Yes, my old radar had the very long persistence phosphor so it had trails after a fashion. But the OOD has a different work load. A warship which typically shows NO deck lights or any lights but basic NAV lights not very far off the water is a different animal. And as the helmsman does not constitute a prudent lookout, so too the OOD does not qualify as an adequate radar watch stander. The radar watch stander on the bridge of a MoW or even a military AUX ship should be qual’d for a Radar, Unlimited endorsement with serious training in the area of interference, noise and false echoes. If they can’t pass those requirements they have no business on the radar watch for a 30kt+ vessel carrying munitions and the potential target of a ill gotten anti-ship weapon. Contrary to announcements from what I can see both of these merchantmen approached at least 22.5 degrees abaft the warship’s beam thus she was displaying only the stern light low to the water and fairly hard to see from the much higher bridge of MM. In fact, once close aboard the MM had very little chance of seeing the MoW until impact.

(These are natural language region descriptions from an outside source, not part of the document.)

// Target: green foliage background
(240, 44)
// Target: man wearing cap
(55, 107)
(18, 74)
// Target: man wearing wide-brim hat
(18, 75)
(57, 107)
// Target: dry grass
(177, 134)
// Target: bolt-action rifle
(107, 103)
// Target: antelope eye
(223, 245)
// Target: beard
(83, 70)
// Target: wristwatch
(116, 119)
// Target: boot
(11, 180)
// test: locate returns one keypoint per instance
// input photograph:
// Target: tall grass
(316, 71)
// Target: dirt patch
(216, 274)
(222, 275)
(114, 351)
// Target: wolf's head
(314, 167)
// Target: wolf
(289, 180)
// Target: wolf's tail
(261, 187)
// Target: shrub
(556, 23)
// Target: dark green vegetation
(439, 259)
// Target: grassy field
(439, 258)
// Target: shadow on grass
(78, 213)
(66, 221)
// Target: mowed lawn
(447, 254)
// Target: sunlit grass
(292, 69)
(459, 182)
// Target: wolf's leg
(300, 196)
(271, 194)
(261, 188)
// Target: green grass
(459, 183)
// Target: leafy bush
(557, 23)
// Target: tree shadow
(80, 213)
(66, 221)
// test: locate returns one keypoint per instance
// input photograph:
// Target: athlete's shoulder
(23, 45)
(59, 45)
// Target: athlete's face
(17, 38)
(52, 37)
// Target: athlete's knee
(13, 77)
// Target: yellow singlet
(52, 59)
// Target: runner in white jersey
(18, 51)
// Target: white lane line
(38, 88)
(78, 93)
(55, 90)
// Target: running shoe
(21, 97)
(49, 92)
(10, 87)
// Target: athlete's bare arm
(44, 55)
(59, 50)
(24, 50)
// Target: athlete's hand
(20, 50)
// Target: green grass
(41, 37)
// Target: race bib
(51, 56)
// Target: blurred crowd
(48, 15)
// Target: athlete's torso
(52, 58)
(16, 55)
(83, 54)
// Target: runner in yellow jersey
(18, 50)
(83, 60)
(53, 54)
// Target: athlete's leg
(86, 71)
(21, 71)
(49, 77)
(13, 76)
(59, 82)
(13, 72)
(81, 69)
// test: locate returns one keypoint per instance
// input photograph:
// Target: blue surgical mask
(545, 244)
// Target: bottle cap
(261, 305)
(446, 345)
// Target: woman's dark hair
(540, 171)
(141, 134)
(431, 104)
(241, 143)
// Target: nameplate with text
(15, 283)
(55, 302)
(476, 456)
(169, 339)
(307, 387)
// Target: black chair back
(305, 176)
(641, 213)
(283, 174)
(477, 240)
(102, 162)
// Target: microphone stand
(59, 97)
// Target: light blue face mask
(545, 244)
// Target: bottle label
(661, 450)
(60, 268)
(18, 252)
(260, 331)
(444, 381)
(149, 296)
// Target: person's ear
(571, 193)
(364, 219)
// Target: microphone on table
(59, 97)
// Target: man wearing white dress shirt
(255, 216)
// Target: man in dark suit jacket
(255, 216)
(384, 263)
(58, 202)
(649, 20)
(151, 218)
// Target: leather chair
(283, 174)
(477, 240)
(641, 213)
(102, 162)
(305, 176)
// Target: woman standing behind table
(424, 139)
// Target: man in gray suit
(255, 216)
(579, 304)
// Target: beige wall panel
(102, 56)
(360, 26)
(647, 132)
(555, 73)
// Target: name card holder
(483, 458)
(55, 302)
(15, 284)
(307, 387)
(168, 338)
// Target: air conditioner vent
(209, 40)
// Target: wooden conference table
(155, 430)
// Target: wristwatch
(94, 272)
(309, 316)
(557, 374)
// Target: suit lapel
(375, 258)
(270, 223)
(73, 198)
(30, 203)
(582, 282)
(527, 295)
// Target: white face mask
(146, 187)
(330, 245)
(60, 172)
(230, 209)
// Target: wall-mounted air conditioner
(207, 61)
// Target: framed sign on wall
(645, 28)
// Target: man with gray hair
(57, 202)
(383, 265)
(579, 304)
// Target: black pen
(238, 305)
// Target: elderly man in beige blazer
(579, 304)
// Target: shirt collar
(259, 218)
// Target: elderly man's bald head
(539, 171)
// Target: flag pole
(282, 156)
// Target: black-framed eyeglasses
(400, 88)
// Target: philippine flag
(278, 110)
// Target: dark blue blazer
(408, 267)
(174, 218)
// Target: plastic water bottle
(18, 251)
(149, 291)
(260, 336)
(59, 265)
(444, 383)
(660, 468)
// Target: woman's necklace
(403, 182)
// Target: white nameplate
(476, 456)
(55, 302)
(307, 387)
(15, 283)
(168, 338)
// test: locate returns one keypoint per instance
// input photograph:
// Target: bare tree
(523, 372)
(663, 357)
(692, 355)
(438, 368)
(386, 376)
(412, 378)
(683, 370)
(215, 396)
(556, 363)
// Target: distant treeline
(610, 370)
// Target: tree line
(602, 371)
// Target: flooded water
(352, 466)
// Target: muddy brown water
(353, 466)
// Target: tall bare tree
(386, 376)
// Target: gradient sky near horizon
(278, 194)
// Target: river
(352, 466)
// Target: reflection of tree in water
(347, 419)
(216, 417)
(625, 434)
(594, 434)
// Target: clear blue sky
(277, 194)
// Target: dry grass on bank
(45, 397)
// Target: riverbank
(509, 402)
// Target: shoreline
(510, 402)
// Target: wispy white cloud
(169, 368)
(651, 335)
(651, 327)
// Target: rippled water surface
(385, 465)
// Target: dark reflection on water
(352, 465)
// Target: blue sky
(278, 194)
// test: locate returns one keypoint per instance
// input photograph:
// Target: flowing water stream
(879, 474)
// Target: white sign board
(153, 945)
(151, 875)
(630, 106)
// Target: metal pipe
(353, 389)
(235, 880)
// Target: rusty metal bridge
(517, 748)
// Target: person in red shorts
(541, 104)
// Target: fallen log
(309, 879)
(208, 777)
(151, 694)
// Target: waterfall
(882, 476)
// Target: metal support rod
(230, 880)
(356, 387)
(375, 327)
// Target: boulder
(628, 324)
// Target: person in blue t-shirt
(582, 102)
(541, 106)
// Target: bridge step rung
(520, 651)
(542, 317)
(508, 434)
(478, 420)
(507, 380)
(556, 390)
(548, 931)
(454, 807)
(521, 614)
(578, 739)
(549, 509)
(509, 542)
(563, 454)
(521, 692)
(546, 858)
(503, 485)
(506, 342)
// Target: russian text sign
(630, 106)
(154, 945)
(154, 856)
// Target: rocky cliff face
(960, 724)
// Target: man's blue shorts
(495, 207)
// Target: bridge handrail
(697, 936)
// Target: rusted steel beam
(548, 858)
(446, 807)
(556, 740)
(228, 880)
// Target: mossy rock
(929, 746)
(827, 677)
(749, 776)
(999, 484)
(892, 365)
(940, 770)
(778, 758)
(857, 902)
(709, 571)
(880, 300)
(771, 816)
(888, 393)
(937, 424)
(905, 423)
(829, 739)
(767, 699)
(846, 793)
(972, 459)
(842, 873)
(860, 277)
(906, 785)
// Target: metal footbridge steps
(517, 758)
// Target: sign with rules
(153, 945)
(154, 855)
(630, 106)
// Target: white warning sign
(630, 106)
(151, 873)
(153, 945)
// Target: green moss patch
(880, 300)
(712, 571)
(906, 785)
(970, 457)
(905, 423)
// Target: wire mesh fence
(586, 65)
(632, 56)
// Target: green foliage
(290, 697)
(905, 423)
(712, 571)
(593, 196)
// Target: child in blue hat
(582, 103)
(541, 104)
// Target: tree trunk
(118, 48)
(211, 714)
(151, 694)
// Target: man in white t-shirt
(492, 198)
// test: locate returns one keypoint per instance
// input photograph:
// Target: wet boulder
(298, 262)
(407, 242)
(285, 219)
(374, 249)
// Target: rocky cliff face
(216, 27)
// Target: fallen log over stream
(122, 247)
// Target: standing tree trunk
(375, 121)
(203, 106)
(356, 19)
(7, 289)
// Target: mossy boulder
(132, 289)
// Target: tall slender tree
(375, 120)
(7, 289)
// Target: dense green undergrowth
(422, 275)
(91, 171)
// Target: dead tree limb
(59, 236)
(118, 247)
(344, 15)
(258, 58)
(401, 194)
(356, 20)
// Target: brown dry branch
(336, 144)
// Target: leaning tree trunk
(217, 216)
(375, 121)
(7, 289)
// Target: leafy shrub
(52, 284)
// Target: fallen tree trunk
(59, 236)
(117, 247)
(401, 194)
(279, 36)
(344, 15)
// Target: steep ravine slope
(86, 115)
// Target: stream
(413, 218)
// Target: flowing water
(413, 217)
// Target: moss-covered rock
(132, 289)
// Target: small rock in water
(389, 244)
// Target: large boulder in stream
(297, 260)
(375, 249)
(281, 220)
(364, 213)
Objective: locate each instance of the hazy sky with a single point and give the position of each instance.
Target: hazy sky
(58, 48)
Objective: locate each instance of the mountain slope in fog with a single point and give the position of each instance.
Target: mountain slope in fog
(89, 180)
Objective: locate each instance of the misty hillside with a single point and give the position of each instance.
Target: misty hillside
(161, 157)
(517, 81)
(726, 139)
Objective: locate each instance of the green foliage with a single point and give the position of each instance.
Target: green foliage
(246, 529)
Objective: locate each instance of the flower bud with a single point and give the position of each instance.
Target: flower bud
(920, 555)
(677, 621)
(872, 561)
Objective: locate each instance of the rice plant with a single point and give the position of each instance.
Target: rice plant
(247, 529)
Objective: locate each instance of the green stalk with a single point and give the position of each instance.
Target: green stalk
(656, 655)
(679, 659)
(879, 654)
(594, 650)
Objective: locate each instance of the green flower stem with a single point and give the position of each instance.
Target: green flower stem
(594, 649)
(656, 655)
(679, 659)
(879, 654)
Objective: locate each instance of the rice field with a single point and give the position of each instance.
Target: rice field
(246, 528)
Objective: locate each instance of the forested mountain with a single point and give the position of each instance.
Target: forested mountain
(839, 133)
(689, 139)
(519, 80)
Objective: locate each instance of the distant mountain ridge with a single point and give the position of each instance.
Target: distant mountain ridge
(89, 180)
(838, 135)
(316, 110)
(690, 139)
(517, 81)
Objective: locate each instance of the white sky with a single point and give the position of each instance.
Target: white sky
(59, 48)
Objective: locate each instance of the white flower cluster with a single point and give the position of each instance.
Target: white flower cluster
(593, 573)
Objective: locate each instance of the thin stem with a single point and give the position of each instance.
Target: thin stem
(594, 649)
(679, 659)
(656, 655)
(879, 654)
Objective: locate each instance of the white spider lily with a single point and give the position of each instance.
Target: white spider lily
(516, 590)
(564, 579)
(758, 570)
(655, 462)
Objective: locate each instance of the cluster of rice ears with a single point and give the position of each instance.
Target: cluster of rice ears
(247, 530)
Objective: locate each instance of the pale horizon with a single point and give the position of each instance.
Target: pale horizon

When exactly did you go to sea with the Navy? All modern ARPA radars have trails available as an option and can filter those other errors out automatically with a little effort by the operator. Most every member of this forum has a radar certificate and can monitor both the 10 and 3cm whilst drinking coffee and looking out the window. All hail Lord Helmet.
Also, where are you gleaning the knowledge that the McCain was the overtaken vessel? All I’ve seen so far is a marine traffic simulation which does not show the McCain because they were not transmitting AIS. The theory that the McCain tried to overtake the tanker at a high rate of speed and too close a proximity causing an interaction event sounds very possible, but the investigation will have to play out. A stern light is a stern light and where it was positioned should have no bearing here. These ships were in or about a traffic lane and would have been acting accordingly.
They sould be the only radar watch stander. The more people too and the more problems like this you’ll have. One extra person to relay that information to the OOD not only slows things down but inhibits the OOD’s situational awareness.